Context-Inappropriate Capability

High
Confidence
97% confidence
Finding
The script lets a user grant arbitrary egress exceptions by supplying any domain and port, then applies that change to the firewall configuration with elevated privileges. In the context of a security-audit/hardening skill, this capability is unjustified and materially increases attack surface by enabling outbound access that may defeat segmentation, plugin isolation, or data-loss controls.

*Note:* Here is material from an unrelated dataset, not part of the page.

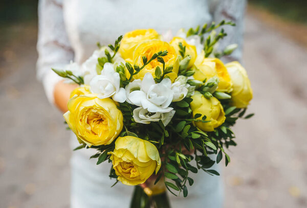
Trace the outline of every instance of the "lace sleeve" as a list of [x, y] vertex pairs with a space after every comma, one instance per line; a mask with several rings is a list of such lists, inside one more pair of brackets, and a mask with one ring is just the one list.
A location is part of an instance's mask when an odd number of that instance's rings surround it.
[[218, 49], [222, 50], [228, 45], [232, 43], [236, 43], [238, 47], [230, 56], [223, 57], [223, 61], [227, 62], [240, 60], [242, 57], [244, 17], [246, 1], [215, 0], [213, 2], [215, 5], [211, 7], [213, 21], [218, 23], [225, 19], [231, 20], [236, 24], [236, 27], [226, 26], [224, 27], [227, 36], [220, 42]]
[[62, 0], [39, 0], [37, 77], [47, 98], [54, 103], [53, 89], [61, 80], [51, 67], [61, 69], [74, 57], [64, 24]]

Natural-Language Policy Violations

Medium
Confidence
96% confidence
Finding
Documenting and preserving host tool execution with full security and no approval normalizes an unsafe operating mode for deployments that may assume this skill enforces least privilege. In the context of a security-hardening skill, this is more dangerous than usual because operators may trust the skill's Zero Trust branding and unknowingly deploy an agent with unrestricted execution capability still enabled.

Vague Triggers

Medium
Confidence
84% confidence
Finding
The description says the skill triggers on broad categories like security audit requests, vulnerability analysis, and post-deployment reviews. Over-broad routing can cause this skill to activate in contexts where firewall changes, root-requiring guidance, or update-policy instructions are irrelevant or harmful.

Missing User Warnings

Medium
Confidence
90% confidence
Finding
The documentation presents `--apply`, `--canary`, `--reset`, and `--refresh` as normal workflow steps but does not prominently warn that these operations can interrupt network access, lock out services, or sever remote administration. In a security-hardening skill, that omission is especially risky because users may assume the actions are safe defaults.

Missing User Warnings

Medium
Confidence
95% confidence
Finding
The dynamic whitelisting helper is described as user-friendly and states it "instantly applies" changes to UFW, but it does not clearly foreground that running it immediately changes active firewall policy. That can lead to accidental exposure or breakage, especially if users treat it as a harmless config-edit helper.

Vague Triggers

Medium
Confidence
84% confidence
Finding
The elevated access policy appears to trust requests originating from the `telegram` plugin for a specific numeric identifier, but the authorization semantics and binding strength are unclear. Ambiguity around how identity is verified or when the allow rule is triggered can lead to privilege escalation if the source identity is spoofed, mis-bound, or interpreted too broadly.

Missing User Warnings

Medium
Confidence
90% confidence
Finding
The script modifies a persistent configuration file and triggers a privileged firewall update immediately, without any confirmation prompt, dry-run mode, or warning about the security consequences. This raises the risk of accidental or socially engineered policy changes that could silently weaken network controls.

VirusTotal

41/41 vendors flagged this skill as clean.